Don’t use INAPPROPRIATELY Awesome Fonts
On the opposite end of that spectrum, choosing a font that is too bold can pack the wrong kind of wallop. Everyone wants their site to be unique and to stand out. But you don’t want it to stand out for the wrong reasons.
Imagine looking for a crisis line to help a family member in need and finding a site that looked like this:
What about a doctor who wanted to ensure you knew she was the best choice to save your life?

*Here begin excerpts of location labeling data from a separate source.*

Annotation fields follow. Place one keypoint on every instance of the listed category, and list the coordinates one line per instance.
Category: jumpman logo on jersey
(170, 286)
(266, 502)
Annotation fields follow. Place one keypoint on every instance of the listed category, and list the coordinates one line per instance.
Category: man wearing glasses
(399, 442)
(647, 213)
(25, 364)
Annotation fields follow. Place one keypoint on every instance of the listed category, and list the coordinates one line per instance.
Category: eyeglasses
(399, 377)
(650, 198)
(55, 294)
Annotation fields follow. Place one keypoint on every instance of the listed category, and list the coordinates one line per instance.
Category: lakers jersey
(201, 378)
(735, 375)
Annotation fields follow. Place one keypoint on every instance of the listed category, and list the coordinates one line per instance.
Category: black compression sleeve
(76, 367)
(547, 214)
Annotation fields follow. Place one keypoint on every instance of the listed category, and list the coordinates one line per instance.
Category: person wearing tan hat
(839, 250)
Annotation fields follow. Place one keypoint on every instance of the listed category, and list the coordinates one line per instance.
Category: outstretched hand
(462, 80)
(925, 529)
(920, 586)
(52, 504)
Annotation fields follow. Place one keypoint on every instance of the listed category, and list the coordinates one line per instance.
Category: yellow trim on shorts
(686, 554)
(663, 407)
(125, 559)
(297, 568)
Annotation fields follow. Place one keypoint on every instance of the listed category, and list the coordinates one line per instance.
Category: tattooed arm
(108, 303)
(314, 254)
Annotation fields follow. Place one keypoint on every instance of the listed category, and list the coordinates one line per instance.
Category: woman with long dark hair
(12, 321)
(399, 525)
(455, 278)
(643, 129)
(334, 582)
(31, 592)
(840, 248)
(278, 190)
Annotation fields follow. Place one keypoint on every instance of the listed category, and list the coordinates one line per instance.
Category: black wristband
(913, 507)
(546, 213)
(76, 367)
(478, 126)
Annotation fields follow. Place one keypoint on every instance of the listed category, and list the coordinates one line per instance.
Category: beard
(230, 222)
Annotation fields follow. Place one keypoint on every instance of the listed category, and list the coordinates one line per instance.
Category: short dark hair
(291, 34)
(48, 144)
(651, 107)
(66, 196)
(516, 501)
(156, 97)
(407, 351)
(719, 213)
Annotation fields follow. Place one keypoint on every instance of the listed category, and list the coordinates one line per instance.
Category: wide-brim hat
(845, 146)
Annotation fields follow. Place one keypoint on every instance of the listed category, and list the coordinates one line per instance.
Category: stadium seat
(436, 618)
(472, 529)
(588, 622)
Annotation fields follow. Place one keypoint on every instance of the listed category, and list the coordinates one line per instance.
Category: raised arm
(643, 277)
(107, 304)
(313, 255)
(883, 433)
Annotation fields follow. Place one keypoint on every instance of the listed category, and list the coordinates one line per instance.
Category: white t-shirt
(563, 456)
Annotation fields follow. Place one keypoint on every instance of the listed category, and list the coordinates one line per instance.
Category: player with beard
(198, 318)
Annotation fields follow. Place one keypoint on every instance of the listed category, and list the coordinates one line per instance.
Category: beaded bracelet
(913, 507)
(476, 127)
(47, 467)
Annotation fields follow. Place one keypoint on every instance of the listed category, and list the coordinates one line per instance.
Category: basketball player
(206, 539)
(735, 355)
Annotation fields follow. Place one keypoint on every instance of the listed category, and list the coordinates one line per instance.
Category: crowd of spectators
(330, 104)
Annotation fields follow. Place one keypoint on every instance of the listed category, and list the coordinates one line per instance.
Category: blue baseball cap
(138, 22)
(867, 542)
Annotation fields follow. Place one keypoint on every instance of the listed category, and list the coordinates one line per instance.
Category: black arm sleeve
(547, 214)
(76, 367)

Or if you were looking for a fantastic, contemporary web designer and all you saw was this:
Okay, so I couldn’t resist a Comic Sans dig. Sue me. But you get my point: font choice matters, especially when you’re using a minimalist design, because your choice of typeface might be the most significant part of the design.
Go Forth and Minimize!
And minify, too, but that’s a different article. #iamadelight
Joking aside, remember that color, typefaces, and negative space are design fundamentals. You just have to practice discretion so that you use them correctly. As long as you do as I say, not what I don’t when it comes to minimalist design, you shouldn’t have anything to worry about.
What are your guidelines when you’re designing minimalist sites?